Built-in User Management
Use SOTI MobiControl to add users and groups to the console and perform a variety of user management tasks.
This section has the following topics and folders:
- LDAP and Azure groups and users
- IdP and SOTI Identity groups
- The Recommended Workflow
- Creating Roles
- Renaming Roles
- Creating Users
- Assigning Users to Roles
- Editing Users
- Locking Users
- Locking Multiple Users
- Unlocking Users
- Unlocking Multiple Users
- Removing Users from a Role
- Adding Groups
- Assigning Groups to Roles
- Editing Groups
- Removing Groups from a Role
- Defining General Permissions
- General Permissions
- Defining Permissions Based on a Device Group
- Device Group Permissions
- Defining Access Permissions
- Resetting Access Permissions
- Viewing User Activity Logs
- Deleting Users, Groups, and Roles
Best Practices
You can define permissions (general and device group-specific) for all user management entities - roles, users, and groups. However, the best practice is to:
- Define permissions for roles
- Assign groups and users to these roles
Consider the following when editing permissions for a group or user:
- A user can be a member of one or more groups. A user can have one or more roles. A group can have one or more roles.

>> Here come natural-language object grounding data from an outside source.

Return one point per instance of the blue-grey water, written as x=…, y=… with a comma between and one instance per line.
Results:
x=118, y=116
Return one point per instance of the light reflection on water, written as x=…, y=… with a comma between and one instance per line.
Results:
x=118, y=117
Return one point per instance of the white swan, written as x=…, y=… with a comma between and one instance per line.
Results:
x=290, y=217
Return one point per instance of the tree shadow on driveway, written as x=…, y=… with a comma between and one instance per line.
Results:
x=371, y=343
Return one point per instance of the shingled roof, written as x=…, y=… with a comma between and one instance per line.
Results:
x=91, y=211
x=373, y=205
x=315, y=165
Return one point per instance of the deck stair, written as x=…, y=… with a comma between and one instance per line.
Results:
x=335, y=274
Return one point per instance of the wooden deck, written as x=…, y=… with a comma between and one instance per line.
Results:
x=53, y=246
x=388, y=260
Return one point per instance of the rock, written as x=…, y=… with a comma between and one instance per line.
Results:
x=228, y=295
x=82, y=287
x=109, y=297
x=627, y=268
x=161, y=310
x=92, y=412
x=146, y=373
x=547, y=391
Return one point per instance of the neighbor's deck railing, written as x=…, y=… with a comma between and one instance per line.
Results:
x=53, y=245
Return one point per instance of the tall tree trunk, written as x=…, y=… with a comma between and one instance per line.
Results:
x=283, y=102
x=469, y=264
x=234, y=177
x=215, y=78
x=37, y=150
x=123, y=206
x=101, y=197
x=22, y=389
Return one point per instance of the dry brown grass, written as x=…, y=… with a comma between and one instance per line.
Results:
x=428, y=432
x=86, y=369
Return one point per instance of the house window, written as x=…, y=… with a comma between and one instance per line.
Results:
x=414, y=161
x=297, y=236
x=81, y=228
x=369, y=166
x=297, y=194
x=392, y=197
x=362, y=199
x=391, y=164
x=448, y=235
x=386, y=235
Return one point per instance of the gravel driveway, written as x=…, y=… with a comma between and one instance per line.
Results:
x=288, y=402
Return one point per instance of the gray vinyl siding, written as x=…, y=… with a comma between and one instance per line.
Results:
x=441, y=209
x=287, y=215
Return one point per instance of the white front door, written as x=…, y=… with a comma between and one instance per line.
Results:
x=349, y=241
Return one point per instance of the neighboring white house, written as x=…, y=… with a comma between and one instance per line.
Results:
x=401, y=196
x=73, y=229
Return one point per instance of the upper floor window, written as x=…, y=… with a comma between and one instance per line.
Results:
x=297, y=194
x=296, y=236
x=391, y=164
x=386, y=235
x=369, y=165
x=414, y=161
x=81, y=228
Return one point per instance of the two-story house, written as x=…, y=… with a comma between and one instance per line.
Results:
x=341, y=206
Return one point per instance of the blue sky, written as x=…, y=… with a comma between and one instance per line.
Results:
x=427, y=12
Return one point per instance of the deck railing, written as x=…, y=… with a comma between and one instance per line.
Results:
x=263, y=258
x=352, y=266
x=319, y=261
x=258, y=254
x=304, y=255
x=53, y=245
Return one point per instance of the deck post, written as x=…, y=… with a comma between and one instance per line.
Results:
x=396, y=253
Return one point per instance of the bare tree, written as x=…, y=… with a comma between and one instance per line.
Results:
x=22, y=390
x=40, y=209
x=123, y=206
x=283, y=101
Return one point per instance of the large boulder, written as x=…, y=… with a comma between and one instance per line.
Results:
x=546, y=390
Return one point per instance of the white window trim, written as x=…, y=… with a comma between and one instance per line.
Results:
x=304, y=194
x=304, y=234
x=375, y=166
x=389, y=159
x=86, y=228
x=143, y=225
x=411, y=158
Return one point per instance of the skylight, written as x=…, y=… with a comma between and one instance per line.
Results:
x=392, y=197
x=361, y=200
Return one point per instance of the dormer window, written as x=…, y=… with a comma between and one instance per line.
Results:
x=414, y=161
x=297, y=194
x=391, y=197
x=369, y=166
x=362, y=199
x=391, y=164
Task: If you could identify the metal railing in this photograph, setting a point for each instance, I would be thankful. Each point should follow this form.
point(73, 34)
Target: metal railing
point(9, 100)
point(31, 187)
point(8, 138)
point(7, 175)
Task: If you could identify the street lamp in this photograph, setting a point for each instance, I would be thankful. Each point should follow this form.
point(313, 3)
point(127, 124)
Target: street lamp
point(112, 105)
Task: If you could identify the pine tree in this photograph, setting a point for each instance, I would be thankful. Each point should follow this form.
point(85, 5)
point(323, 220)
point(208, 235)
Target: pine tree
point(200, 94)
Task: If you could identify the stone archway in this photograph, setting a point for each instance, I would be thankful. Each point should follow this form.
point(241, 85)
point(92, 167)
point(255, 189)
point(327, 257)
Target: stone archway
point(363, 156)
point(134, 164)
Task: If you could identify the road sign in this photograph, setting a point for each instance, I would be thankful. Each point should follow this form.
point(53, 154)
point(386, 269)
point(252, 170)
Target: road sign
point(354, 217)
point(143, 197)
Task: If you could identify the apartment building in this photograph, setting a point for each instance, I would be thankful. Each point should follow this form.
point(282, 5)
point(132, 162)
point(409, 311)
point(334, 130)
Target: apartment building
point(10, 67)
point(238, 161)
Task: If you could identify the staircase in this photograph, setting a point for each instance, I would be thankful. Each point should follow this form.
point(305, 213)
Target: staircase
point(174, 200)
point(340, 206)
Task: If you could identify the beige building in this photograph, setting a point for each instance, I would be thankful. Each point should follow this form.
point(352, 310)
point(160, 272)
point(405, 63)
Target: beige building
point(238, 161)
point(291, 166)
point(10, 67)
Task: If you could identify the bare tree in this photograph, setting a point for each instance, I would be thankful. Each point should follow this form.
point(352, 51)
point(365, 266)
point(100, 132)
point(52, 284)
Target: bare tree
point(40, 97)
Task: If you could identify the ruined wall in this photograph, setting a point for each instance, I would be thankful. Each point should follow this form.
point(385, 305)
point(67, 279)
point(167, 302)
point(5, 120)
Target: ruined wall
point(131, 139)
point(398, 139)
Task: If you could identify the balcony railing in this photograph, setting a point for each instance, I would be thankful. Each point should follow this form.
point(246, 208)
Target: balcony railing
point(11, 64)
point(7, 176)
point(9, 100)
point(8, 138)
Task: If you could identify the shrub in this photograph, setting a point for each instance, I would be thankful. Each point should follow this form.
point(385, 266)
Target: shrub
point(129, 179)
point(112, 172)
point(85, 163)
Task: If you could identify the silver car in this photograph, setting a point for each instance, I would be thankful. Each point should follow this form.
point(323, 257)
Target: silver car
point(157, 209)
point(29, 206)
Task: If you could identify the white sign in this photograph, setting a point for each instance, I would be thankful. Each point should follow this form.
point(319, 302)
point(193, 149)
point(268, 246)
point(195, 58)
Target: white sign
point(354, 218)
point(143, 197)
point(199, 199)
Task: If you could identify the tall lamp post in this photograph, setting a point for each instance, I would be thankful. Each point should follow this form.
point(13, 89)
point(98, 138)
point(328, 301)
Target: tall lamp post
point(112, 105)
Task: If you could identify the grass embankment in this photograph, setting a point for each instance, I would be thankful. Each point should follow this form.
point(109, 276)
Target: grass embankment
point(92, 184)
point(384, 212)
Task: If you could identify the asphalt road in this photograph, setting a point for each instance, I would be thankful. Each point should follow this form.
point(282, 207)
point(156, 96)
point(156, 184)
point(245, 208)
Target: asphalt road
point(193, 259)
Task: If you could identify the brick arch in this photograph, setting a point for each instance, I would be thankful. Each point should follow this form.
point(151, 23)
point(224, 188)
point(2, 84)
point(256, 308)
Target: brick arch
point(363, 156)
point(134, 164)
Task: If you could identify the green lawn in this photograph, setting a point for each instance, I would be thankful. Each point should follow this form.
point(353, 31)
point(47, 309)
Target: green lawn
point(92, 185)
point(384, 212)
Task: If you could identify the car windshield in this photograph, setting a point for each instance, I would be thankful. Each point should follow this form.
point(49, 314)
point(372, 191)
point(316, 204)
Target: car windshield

- Older environments, especially those with elaborate LDAP setups, can make finding the origin of a given permission difficult.
- When more than one set of permissions is assigned to a user, either individually or via inheritance from group(s) and/or role(s), SOTI MobiControl applies the most restrictive setting (i.e., "Deny").
Access Control Policies
After you have set up users, groups, and roles in SOTI MobiControl, you can change the default access control settings for the SOTI MobiControl console. Maintain console security by specifying the terms of how users access the console. Access control policies include setting a limit for failed login attempts, enforcing password complexity requirements, and allowing (or disallowing) users to change or reset their own passwords.